Jomotsangkha Drungpa, Lamdrak Wangdi, said that in line with the recommendation from the task force and the TAG, people even during the current lockdown, were allowed to come out of their residence and take a walk or work within their compound. 

He said that even some of the positive cases who were asymptomatic were allowed to come out and work in fields near the isolation facility. “These people are not sick and on their personal request, we allow them to work outside as they are already isolated from the rest of the community.”

The drungpa, however, said that the frontline workers did not allow people to travel out of their compound to go to their fields away from their homes. 

 

Status of the positive cases 

Dr Tshokey said that although more than 150 people have tested positive in the drungkhag, both young and old, no one has reported any severe symptoms so far.      

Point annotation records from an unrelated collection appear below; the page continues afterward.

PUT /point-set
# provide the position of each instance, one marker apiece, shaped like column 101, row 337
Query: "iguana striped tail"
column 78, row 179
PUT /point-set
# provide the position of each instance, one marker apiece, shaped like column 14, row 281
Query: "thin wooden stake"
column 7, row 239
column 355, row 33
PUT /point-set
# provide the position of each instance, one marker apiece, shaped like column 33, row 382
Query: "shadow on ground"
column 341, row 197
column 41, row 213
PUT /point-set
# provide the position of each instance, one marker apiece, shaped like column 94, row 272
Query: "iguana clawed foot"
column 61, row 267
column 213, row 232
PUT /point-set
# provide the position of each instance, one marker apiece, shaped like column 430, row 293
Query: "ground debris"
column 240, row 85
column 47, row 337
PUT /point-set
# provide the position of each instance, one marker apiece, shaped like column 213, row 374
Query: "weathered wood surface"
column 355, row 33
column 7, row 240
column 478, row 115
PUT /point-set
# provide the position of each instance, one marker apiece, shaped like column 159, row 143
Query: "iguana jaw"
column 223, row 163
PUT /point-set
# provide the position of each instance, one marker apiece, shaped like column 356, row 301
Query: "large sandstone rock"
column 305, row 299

While the outbreak in Jomotshangkha was detected on May 21, Dr Tshokey said that the transmission could have started at least by a week or two before the detection of the first case. “Looking at the disease pattern, if there were any critical cases in the community it should have been picked up by now.”

He added that with the deployment of additional manpower including doctors, nurses, de-suups, and also medicines and medical equipment, the situation was under control for now in Jomotsangkha.     

“But this doesn’t mean we can relax because with Covid-19 we never know what could happen,” he said, adding that oxygen saturation was one of the most important aspects while dealing with Covid-19 patients. 

“Sometimes a patient may not show any signs or symptoms of respiratory distress and look normal physically, but he or she will collapse due to low oxygen level in their lungs. This condition is called silent hypoxia,” he said.    

In anticipation of such events, he said that oximeters (devices to measure oxygen level in the body), oxygen concentrators, and other basic medicines were dispatched to all the villages.

A pediatrician from Gelephu hospital and a medical specialist from the national referral hospital has been also stationed in the drungkhag to monitor the situation.